Friday, February 10, 2017

La sirena

En la casa, algunas noches, se alcanza a escuchar una sirena, vestigio de la guerra.

Las sirenas fueron instaladas en toda ciudad de relevancia, servirían como un aviso previo a un bombardeo, dando tiempo suficiente para que la gente pudiera acudir a un refugio o prepararse para lo peor; se montaron sobre altos postes, con baterías atómicas y conexión inalámbrica encriptada, formaban una red entre ellas y con varias centrales, las primeras con sensores sencillos aunque robustos, las segundas con dedicadas máquinas apoyadas con gente que incansablemente escudriñaba el cielo, cada una podía localizar, evaluar y declarar una amenaza, aunque preferentemente buscaba consenso con las otras, ante la duda, la alarma sonaba; así, las primeras semanas de calibración vinieron integradas con numerosos simulacros que pusieron en evidencia las carencias de los programas de protección a la población y sus áreas de oportunidad. En poco tiempo se pulieron detalles, ampliaron entradas, estandarizaron protocolos, se mejoró la señalización y en general se reforzó la educación de la población, al punto que para los últimos simulacros apenas ocurrían incidentes dignos de mención. El sistema estaba listo.

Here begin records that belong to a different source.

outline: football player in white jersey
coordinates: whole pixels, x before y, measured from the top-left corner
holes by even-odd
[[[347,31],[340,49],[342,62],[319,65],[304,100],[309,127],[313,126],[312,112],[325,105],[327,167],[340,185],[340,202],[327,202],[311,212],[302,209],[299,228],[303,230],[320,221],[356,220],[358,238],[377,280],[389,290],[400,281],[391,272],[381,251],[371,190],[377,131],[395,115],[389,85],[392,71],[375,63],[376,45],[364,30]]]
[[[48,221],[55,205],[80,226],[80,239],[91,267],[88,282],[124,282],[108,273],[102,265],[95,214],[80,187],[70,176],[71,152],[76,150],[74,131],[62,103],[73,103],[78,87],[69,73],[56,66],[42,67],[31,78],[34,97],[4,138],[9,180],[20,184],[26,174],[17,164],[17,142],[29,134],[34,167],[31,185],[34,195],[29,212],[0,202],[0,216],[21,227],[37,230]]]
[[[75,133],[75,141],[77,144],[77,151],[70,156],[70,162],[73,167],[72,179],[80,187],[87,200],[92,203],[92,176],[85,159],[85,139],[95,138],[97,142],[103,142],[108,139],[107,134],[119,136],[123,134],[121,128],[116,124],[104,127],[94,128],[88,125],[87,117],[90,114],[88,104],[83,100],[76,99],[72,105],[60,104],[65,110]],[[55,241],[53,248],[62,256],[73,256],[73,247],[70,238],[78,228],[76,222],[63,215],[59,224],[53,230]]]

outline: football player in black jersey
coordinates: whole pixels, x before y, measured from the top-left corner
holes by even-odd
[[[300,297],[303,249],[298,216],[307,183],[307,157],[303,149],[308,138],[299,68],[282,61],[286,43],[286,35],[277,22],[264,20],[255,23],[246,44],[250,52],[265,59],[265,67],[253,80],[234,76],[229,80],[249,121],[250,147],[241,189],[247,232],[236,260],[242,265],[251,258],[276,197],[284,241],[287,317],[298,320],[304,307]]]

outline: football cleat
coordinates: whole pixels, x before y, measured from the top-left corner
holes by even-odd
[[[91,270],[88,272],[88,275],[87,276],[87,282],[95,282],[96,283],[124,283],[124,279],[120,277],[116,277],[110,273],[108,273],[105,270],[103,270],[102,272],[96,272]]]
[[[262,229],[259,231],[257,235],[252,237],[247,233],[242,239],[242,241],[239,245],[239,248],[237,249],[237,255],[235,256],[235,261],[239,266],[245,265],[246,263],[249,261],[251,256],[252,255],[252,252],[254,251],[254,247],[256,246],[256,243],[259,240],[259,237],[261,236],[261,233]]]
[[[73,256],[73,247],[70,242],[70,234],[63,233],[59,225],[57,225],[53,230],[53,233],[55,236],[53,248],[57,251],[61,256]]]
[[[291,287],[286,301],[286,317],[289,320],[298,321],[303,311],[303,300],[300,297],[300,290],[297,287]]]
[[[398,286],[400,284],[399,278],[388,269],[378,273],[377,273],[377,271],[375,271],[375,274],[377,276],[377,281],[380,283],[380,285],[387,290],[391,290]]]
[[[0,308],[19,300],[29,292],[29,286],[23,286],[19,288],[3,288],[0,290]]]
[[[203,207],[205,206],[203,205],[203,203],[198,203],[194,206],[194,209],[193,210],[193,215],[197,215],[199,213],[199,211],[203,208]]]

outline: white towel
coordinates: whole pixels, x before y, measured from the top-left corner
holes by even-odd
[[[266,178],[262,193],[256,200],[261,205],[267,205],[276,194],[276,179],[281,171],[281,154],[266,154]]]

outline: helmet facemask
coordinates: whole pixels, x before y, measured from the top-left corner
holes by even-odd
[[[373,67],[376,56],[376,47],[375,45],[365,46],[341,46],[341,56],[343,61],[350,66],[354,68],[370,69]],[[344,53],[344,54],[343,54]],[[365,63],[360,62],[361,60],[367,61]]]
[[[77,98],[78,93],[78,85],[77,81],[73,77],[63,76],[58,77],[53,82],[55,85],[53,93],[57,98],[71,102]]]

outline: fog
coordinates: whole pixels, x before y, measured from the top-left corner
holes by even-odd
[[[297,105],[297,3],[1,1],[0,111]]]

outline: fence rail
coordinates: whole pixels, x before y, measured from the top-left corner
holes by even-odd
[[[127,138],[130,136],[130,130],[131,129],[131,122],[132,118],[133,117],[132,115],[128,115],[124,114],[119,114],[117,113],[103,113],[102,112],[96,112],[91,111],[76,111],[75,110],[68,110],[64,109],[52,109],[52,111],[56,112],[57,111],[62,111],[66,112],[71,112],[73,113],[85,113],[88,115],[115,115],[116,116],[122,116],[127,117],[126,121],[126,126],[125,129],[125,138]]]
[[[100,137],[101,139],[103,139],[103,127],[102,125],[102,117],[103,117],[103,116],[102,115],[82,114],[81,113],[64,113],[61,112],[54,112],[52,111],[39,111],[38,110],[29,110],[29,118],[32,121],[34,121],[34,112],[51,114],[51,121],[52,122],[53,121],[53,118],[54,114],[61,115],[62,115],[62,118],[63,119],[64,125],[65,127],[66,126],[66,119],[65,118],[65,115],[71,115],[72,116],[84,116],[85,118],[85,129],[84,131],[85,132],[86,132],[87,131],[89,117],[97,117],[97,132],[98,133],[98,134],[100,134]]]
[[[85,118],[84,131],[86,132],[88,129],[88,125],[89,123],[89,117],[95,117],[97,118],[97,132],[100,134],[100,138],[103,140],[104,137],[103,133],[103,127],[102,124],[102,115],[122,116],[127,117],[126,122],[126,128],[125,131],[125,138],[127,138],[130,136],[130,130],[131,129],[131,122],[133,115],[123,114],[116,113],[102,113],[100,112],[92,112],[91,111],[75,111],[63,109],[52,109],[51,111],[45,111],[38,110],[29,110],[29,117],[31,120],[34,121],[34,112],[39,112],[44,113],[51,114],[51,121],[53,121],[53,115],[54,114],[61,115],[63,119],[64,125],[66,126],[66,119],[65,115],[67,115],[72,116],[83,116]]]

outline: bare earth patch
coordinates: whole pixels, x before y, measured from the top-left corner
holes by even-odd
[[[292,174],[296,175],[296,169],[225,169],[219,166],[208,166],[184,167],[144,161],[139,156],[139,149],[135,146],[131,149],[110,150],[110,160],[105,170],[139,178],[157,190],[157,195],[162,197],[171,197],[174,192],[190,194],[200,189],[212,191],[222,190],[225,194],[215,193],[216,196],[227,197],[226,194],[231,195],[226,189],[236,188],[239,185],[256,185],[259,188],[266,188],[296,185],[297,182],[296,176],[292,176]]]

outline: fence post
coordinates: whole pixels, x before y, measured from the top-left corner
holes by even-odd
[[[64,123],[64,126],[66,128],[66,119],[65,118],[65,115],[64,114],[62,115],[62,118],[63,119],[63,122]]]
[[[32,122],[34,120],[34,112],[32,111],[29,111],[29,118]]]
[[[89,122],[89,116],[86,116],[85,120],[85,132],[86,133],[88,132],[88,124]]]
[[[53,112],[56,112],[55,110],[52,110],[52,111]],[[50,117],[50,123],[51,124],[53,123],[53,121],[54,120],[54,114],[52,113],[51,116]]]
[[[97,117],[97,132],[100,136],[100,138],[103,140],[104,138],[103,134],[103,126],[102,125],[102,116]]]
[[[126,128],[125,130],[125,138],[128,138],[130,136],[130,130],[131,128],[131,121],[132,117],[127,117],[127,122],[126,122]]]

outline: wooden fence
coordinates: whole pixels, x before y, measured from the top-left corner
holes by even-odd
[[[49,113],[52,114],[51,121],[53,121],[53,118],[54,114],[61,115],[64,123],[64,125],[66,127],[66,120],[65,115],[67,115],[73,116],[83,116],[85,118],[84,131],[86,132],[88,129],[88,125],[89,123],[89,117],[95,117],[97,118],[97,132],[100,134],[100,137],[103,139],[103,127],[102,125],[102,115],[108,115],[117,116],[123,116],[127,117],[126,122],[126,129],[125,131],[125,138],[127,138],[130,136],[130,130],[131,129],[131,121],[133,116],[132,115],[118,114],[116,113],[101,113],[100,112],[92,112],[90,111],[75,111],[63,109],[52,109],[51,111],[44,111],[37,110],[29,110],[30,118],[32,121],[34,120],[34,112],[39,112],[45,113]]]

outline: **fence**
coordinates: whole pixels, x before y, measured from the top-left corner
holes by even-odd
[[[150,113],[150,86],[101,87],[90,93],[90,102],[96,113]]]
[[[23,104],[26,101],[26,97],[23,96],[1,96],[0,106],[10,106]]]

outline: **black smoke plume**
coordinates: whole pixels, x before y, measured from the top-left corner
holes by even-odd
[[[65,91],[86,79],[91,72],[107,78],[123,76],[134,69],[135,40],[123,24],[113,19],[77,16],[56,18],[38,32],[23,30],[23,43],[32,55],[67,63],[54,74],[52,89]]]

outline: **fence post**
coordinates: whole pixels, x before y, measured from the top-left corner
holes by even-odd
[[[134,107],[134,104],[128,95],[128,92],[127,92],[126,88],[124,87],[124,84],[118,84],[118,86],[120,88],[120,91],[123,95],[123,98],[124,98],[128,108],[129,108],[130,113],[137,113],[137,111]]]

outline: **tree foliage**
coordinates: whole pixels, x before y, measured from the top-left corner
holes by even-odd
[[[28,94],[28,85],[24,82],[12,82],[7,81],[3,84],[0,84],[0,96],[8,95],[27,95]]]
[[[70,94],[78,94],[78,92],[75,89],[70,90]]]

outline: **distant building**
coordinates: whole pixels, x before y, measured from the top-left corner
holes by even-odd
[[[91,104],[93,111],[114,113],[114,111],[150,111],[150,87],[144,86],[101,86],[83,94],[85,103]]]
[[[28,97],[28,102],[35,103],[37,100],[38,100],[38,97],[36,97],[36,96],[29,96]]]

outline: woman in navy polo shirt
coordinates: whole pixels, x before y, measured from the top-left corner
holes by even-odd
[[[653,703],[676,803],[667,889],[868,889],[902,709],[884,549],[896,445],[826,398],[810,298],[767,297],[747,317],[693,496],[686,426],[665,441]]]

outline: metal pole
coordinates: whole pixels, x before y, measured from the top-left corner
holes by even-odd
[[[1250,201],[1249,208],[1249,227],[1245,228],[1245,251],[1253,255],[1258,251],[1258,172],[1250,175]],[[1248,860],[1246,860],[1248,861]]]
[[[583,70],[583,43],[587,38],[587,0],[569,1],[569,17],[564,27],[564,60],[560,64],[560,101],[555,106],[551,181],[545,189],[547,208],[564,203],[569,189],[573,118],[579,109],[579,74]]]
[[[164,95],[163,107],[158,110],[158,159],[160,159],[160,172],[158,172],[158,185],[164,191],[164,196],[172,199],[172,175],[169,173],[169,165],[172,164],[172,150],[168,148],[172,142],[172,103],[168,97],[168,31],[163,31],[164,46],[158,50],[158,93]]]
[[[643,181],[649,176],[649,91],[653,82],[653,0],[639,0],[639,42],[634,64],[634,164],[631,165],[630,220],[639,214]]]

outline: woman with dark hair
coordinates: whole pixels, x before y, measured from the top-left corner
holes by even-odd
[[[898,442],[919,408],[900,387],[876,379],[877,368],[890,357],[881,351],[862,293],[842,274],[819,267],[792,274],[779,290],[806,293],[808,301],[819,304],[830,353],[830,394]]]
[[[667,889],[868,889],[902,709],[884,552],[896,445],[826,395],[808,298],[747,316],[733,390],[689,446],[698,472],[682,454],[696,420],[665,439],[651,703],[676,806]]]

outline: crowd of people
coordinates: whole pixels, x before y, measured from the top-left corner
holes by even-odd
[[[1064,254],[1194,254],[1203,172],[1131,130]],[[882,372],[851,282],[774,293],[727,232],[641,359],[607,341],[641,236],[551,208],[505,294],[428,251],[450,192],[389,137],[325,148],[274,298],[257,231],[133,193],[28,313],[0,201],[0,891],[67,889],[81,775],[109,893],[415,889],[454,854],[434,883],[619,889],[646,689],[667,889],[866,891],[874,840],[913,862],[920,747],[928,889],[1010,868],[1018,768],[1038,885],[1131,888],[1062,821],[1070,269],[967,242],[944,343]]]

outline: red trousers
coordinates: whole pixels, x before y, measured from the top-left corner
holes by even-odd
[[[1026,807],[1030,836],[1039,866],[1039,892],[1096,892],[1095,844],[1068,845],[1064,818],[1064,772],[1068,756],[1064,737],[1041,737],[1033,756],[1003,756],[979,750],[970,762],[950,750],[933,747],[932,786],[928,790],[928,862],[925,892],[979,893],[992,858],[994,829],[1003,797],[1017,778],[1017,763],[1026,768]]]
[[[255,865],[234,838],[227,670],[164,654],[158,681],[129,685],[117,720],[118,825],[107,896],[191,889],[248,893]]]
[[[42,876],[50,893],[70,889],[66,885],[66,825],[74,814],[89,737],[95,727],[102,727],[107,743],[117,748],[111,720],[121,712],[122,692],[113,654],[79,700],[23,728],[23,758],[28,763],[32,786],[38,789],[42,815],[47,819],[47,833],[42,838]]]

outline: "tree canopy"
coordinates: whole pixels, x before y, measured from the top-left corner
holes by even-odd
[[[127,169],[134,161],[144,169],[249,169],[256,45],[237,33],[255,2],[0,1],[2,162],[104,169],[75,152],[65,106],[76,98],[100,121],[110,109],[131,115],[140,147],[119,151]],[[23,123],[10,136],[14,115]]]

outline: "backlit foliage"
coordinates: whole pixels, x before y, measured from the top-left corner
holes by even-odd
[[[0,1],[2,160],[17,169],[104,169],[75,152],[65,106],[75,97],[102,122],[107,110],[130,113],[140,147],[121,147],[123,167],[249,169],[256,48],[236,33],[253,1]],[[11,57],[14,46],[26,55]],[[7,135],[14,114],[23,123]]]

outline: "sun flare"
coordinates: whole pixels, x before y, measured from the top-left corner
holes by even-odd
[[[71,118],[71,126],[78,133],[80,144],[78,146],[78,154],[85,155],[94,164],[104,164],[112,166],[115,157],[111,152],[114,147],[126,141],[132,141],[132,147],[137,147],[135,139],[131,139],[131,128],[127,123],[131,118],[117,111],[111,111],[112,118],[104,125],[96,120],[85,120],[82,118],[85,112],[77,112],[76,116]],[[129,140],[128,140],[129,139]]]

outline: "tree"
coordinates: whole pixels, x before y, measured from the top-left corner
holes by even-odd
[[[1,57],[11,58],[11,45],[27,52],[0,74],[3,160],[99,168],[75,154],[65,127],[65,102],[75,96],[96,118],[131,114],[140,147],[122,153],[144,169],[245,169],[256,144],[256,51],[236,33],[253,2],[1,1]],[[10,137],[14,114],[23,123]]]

O al menos se pensaba, porque los bombardeos nunca fueron dirigidos a los centros poblacionales, sólo a las instalaciones militares y concentraciones de tropas; así que luego del relámpago y posterior temblor la gente dejaba sus cosas, desconectaba los servicios y corría a su refugio más cercano que era más o menos cuando comenzaban a sonar las sirenas, el sistema funcionaba, sólo que con un poco de retraso, justo como los escudos de misiles, sólo eran una bonita exhibición de fuegos artificiales luego de presenciar el nacimiento de un nuevo cráter.

La sirena sigue sonando... ya a nadie le importa.